Goal
We standing up a low volume site, where users (browser client) will select image files (284 KB per file) and then request a Node Express Server to bundle them into a ZIP for download to the web client.
Issues & Design Constraints
- The resultant ZIP might be on the order of 50 MB - 5 GB. Therefore we would like to give the user a running progress bar while the ZIP is being constructed. (We assume the browser will give running updates as to the progress of the actual download).
- While we expect low volume of requests (1-2 request at a time). However, we do not want to completely tie up our 4 core server processor, so we want to minimize synchronous calls that tie up the express server.

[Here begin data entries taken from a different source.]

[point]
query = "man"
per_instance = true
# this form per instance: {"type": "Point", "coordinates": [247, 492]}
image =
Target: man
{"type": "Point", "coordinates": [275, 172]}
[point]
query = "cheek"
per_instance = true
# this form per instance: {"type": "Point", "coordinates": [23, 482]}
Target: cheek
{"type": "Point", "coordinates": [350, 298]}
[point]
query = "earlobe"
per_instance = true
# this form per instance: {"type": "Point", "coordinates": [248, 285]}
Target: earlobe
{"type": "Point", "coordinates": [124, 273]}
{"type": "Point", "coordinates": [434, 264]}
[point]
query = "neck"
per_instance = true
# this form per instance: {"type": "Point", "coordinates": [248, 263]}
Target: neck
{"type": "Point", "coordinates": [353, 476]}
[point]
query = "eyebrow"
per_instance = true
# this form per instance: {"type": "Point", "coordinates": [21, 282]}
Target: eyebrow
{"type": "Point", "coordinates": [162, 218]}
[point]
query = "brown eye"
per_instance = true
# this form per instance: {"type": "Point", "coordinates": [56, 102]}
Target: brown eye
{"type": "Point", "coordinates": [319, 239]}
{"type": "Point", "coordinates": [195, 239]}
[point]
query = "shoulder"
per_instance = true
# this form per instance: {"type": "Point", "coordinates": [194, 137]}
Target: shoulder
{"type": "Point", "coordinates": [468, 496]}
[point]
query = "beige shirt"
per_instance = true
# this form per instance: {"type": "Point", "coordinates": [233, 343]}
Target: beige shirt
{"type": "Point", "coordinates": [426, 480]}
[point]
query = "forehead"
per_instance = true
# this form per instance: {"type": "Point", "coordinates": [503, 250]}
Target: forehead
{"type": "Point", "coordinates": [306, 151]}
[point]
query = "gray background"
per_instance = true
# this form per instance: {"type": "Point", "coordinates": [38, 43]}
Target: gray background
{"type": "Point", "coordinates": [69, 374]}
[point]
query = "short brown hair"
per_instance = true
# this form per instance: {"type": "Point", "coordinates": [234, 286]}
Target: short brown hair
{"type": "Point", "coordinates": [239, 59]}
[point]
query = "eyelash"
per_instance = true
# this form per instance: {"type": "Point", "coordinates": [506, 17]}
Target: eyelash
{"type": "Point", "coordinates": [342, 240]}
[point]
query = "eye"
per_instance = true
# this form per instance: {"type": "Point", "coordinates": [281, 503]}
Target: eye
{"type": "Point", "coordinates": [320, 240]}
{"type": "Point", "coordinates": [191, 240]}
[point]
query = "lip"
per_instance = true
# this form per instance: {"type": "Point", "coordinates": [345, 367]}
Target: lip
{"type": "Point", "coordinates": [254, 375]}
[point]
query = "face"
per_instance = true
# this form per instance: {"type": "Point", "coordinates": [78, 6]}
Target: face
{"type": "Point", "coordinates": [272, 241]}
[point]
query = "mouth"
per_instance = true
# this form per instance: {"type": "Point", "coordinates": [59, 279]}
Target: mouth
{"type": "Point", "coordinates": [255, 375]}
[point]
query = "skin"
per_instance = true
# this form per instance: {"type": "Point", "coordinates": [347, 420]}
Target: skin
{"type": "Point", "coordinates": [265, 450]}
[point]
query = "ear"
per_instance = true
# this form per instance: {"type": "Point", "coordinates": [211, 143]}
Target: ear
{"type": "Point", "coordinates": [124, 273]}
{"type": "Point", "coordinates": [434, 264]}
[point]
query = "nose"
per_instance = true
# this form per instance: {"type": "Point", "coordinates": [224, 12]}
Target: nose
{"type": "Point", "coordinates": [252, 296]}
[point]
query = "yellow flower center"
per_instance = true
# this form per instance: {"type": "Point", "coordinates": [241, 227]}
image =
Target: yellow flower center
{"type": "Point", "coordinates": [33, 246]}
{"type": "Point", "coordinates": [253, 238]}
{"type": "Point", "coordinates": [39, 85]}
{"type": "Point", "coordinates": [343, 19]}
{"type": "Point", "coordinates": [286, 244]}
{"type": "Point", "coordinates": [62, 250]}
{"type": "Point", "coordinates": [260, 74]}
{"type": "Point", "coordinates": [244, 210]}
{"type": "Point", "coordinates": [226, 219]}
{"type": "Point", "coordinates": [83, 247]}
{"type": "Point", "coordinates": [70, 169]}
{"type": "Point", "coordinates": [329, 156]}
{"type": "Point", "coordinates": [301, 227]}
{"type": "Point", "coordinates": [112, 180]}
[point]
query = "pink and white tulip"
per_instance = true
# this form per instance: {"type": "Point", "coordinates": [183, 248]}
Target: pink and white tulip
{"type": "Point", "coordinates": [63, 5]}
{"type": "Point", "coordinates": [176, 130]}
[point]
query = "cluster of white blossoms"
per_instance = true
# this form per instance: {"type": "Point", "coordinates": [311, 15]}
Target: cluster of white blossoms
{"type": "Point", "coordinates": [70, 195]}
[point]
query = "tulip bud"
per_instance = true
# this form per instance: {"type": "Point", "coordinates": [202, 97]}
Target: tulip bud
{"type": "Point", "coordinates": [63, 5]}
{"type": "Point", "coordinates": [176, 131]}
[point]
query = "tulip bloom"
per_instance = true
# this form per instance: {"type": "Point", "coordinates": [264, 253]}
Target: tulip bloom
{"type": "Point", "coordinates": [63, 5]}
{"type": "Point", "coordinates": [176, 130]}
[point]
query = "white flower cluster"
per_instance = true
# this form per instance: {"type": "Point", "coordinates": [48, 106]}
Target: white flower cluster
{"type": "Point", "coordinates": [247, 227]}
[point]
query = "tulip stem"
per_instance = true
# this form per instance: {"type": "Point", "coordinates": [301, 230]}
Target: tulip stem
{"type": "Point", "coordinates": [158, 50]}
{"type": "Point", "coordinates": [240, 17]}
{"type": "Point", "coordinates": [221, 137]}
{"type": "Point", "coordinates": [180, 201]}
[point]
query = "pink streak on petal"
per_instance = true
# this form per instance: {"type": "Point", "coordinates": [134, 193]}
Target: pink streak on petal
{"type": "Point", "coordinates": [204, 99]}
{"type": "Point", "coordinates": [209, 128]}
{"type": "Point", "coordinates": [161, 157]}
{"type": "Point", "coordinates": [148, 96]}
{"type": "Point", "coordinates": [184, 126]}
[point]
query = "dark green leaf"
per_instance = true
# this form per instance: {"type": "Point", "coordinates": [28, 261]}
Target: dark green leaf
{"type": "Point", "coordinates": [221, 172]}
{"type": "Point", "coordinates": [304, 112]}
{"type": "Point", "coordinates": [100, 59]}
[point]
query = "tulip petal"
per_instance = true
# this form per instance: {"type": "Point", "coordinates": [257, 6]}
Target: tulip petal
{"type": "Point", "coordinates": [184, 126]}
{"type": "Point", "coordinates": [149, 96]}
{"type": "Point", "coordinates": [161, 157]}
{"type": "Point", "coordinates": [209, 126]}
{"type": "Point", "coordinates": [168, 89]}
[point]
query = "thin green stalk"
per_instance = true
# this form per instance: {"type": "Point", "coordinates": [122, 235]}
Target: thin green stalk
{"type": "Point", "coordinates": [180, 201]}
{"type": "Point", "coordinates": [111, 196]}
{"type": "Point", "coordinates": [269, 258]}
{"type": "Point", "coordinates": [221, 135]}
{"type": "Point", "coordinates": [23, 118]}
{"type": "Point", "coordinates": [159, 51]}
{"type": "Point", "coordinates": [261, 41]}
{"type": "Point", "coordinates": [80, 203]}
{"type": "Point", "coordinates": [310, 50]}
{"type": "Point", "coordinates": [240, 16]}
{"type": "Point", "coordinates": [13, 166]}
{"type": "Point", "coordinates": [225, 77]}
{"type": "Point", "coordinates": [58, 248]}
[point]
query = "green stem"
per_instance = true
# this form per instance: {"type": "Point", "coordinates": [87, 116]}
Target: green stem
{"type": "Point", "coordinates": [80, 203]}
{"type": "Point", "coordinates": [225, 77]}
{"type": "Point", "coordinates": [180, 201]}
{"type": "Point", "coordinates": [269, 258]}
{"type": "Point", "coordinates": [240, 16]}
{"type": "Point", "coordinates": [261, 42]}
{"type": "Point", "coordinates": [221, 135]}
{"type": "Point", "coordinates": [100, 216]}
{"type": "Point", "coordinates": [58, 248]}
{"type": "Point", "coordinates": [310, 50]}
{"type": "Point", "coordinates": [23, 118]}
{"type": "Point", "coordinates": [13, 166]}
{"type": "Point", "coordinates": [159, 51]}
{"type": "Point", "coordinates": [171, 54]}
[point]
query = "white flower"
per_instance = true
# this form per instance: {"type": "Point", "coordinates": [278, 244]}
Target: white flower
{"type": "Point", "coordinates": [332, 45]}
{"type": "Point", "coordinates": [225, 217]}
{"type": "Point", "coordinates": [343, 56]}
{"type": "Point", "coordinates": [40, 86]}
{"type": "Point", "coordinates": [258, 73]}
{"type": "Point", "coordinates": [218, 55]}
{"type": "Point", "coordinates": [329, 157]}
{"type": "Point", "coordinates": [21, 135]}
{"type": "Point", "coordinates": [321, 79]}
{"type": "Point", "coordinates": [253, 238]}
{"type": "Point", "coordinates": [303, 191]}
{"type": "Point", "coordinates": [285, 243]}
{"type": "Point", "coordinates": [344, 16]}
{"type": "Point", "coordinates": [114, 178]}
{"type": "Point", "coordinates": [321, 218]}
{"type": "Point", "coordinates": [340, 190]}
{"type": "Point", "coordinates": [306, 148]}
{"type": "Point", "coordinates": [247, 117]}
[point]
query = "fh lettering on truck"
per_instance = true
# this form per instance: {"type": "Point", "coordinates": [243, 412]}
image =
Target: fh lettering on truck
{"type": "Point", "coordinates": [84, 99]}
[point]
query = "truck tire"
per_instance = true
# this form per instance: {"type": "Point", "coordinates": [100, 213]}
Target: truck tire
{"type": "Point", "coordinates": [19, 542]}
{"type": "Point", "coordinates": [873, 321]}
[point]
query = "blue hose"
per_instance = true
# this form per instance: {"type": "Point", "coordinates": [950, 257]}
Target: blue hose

- Given the size of the ZIP, we cannot expect the zip to be assembled only in memory
- Is there any other issues we should worry about?
Question
We assume that running 7zip as a child process is bad, since we would not get any running status as to how many of the 258KB files had been added to the ZIP.
So which of the following packages are very Node/ExpressJS friendly packages given the design constraints/goals listed above?
- archiver: https://www.npmjs.com/package/archiver
- jszip: https://www.npmjs.com/package/jszip
- easyzip: https://www.npmjs.com/package/easy-zip
- expresszip: https://www.npmjs.com/package/express-zip
- zipstream: https://www.npmjs.com/package/zip-stream
What I am seeing above is that most packages first collect the files, and then finalize them to memory and then pipe them to the http request (probably not good for 5GB of data or am I missing something). Some seem to be able to use disk, but the question will be does one get update events as each file is added?
Others seem to be fully async and I don't see how you would get a running progress value as each file added to the ZIP package.
 
                        
Of the packages listed above. Most were not appropriate
We chose Archiver, since it had most of the features desired:
As for the 7zip solution. We tend not to like reading the entrails of a standard output stream from a spawned child process.